[Speex-dev] VAD with speex_preprocess()

Tue Mar 8 08:42:53 PST 2005

As I understand it, there are two separate ways to get VAD information 
from Speex: 1) Using the encoder.  2) Using speex_preprocess().  I 
present the following observations from an application developer's 
perspective.  They may be wrong, in which case I would appreciate 
corrections.

- The two VAD systems are implemented differently.

- speex_preprocess()'s VAD provides more accurate detection than the 
encoder's VAD at the cost of more CPU usage.
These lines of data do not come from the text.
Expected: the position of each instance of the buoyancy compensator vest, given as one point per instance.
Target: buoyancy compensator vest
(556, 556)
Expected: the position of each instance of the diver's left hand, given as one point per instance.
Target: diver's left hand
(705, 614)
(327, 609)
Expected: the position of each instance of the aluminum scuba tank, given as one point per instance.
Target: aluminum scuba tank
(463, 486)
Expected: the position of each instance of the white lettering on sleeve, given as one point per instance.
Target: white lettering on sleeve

- speex_preprocess()'s VAD is affected by the AGC and/or denoise state 
more directly than the encoder's VAD.

- Possibly as a result of the previous point, speex_preprocess()'s VAD 
can get into a bad state, given an input that varies drastically in 
amplitude/behavior, after which point its accuracy is ruined and the 
only solution is to destroy/recreate the preprocess state.

Tom

"Paul Gryting" <paul.gryting at teligy.com> wrote:
> 
> In speexenc.c, speex_preprocess() is not called unless AGC or denoise is
> enabled.
> If only VAD is enabled, it does not get called.
> 
> speex_preprocess() has vad_enabled specific code to detect voice activity.
> speex_preprocess()
> {
>    ...
>    ...
>    if (st->vad_enabled)
>       is_speech = speex_compute_vad(st, ps, mean_prior, mean_post);
> 
>     ...
>     ...
>     return is_speech;
> }
> 
> Some questions for the knowledgable:
> Is speex_preprocess() needed to use vad?
> 
> Can speex_preprocess() be used to detect silent frames if vad is enabled,
> but not agc or denoise?
> What internally does speex do differntly for silent frames when VAD is
> enabled?
> 
> 
> Paul